Das deutsche Judentum

Eine moderne Tragödie

Von Jakob HessingRSS-Newsfeed neuer Artikel von Jakob Hessing

Besprochene Bücher / Literaturhinweise

Das Leo Baeck Institut, nach dem letzten großen Rabbiner des deutschen Judentums in den Jahren seiner Vernichtung genannt, wurde bald nach dem Zweiten Weltkrieg gegründet. An drei Zweigstellen - in New York, London und Jerusalem - erforscht es die Diaspora, die von der Französischen Revolution bis ins frühe 20. Jahrhundert den hoffnungsvollen Beginn einer modernen jüdischen Existenz zu bezeichnen schien. Im Auftrag des Instituts legt ein internationales Autorenteam jetzt vier umfangreiche Bände vor, in denen Juden und Nichtjuden aus Israel und der Bundesrepublik, aus Amerika und England der deutsch-jüdischen Begegnung in ihrer Komplexität und Dialektik, ihrer Zweideutigkeit und Tragik gerecht zu werden versuchen.
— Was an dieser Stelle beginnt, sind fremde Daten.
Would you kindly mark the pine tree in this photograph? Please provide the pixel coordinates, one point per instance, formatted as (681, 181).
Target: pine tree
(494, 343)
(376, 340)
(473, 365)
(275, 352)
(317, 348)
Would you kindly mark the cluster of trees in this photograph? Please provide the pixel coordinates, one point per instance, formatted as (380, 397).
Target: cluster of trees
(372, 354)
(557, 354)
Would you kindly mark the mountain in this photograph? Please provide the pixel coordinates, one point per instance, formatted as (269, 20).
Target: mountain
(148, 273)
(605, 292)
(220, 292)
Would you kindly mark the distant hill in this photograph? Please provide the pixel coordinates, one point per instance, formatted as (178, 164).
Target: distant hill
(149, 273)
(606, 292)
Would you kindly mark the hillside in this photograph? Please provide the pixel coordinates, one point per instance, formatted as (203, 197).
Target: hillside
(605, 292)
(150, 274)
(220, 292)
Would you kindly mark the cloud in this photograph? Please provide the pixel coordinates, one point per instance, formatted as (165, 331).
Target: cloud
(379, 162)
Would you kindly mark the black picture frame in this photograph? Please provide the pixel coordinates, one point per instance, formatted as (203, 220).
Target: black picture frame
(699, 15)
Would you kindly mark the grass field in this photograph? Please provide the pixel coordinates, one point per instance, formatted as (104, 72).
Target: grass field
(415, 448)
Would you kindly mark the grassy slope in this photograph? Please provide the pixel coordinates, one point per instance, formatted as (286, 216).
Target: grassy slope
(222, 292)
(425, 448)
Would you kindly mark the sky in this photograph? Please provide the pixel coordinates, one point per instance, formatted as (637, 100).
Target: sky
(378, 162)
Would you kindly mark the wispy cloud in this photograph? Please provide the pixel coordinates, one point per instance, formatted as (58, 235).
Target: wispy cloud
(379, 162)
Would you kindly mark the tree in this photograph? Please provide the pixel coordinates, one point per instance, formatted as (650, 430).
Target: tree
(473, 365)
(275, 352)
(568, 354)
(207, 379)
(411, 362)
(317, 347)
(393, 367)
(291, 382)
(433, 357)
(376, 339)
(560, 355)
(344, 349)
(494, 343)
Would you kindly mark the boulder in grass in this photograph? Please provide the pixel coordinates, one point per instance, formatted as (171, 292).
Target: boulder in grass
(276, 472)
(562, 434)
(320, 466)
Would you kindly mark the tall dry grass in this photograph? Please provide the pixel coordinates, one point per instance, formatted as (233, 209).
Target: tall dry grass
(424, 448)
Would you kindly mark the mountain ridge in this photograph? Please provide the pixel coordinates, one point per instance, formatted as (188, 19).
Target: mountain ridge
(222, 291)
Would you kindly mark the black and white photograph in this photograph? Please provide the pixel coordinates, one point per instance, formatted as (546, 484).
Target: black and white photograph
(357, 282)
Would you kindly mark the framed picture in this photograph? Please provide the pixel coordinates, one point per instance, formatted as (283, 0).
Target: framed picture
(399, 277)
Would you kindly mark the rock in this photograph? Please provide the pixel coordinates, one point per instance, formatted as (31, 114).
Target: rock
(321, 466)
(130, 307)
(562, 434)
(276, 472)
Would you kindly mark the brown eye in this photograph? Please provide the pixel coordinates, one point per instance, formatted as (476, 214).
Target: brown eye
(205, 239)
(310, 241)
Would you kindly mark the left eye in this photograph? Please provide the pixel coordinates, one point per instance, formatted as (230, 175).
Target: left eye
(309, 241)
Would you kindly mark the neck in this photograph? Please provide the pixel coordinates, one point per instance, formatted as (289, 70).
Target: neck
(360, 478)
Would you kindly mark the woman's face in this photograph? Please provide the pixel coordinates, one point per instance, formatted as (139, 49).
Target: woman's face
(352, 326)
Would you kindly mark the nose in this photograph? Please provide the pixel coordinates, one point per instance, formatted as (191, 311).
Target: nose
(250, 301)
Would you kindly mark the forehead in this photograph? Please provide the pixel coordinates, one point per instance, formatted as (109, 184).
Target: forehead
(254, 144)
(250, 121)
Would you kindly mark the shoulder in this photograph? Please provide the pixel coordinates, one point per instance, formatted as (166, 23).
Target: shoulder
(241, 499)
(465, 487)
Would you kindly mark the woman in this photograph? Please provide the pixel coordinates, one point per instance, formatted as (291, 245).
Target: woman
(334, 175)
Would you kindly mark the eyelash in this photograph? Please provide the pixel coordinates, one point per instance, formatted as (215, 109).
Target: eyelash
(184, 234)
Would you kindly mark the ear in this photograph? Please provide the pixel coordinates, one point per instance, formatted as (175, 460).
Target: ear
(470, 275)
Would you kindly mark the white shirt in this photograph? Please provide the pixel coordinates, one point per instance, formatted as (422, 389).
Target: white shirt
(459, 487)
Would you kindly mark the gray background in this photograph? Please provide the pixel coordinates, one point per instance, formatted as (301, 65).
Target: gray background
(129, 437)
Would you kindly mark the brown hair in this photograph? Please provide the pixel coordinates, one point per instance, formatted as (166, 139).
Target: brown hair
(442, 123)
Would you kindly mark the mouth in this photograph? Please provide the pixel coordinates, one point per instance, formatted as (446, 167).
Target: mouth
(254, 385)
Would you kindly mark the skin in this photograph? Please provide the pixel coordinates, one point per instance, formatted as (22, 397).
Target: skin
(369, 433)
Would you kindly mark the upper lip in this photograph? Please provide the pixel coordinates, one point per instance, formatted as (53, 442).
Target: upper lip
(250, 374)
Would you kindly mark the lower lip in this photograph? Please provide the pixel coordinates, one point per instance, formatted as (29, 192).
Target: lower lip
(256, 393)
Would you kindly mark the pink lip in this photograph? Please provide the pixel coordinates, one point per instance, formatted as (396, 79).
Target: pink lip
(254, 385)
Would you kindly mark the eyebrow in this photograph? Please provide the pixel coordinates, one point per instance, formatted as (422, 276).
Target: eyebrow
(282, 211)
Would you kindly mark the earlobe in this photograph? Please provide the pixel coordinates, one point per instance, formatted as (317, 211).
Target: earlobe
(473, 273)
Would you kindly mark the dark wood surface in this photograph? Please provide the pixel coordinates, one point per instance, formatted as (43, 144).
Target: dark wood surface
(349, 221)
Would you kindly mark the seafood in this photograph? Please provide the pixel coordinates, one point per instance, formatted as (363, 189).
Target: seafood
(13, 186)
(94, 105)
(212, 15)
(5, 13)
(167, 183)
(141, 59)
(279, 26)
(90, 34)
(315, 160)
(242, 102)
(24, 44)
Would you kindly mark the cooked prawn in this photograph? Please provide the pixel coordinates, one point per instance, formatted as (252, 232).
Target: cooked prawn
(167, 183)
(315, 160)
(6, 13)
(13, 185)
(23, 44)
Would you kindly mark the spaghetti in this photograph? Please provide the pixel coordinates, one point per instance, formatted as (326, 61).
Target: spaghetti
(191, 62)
Mit Katastrophen ist das jüdische Kollektivgedächtnis nicht unvertraut. Schon bald nach der Landnahme wurden zehn der zwölf Stämme Israels von den Assyrern deportiert und blieben verschollen; wenig später verlor der Restbestand des Volkes seine nationale Unabhängigkeit, als er in die Babylonische Gefangenschaft geriet; und die Römer eroberten Jerusalem zu Beginn der christlichen Zeitrechnung, trieben die Juden ins Exil. Begleitet indessen wurde dieser tausendjährige Niedergang, der von der Höhe des salomonischen Zeitalters zur Tempelzerstörung führte, von einer einzigartigen Chronik: Die Bibel erzählte den Leidensweg des Gottesvolkes als Heilsgeschichte und gab den Juden damit eine seelische Heimat, in der sie sich geistig immer wieder regenerierten und die dunkelsten Tage der Verfolgung überlebten.

Auch das deutsche Judentum, das sich seit dem Austritt aus dem Ghetto unaufhaltsam säkularisierte und von seinen religiösen Wurzeln entfernte, hat die heilsgeschichtliche Komponente seines Selbstverständnisses nie ganz aufgegeben. Heinrich Graetz, der große Historiker im 19. Jahrhundert, hat seiner Geschichte des jüdischen Volkes die Hoffnung auf eine Rückkehr zur Theokratie eingeschrieben; der Philosoph Franz Rosenzweig, ein Schüler Friedrich Meineckes, hat sich am Vorabend des Dritten Reiches um die Rekonstruktion eines metaphysischen Judentums bemüht; und Gershom Scholem, der die Illusionen der deutschen Juden vehement ablehnte, hat das verdrängte Geisteserbe seines Volkes nicht zufällig in der mystischen Theodizee der Kabbala entdeckt. Aber mit dem unvorhersehbaren Ende, das die Welt des deutschen Judentums in Auschwitz fand, haben alle denkbaren Ansätze einer rückwirkenden Sinnstiftung ihren Boden verloren. Das ist die Voraussetzung, mit der sich die Autoren an das vorliegende Werk gemacht haben: Sie zeigen die Geschichte dieses Judentums als das Scheitern eines großen Versuches, als das Paradigma einer Tragödie, die in der Moderne immer mit angelegt war.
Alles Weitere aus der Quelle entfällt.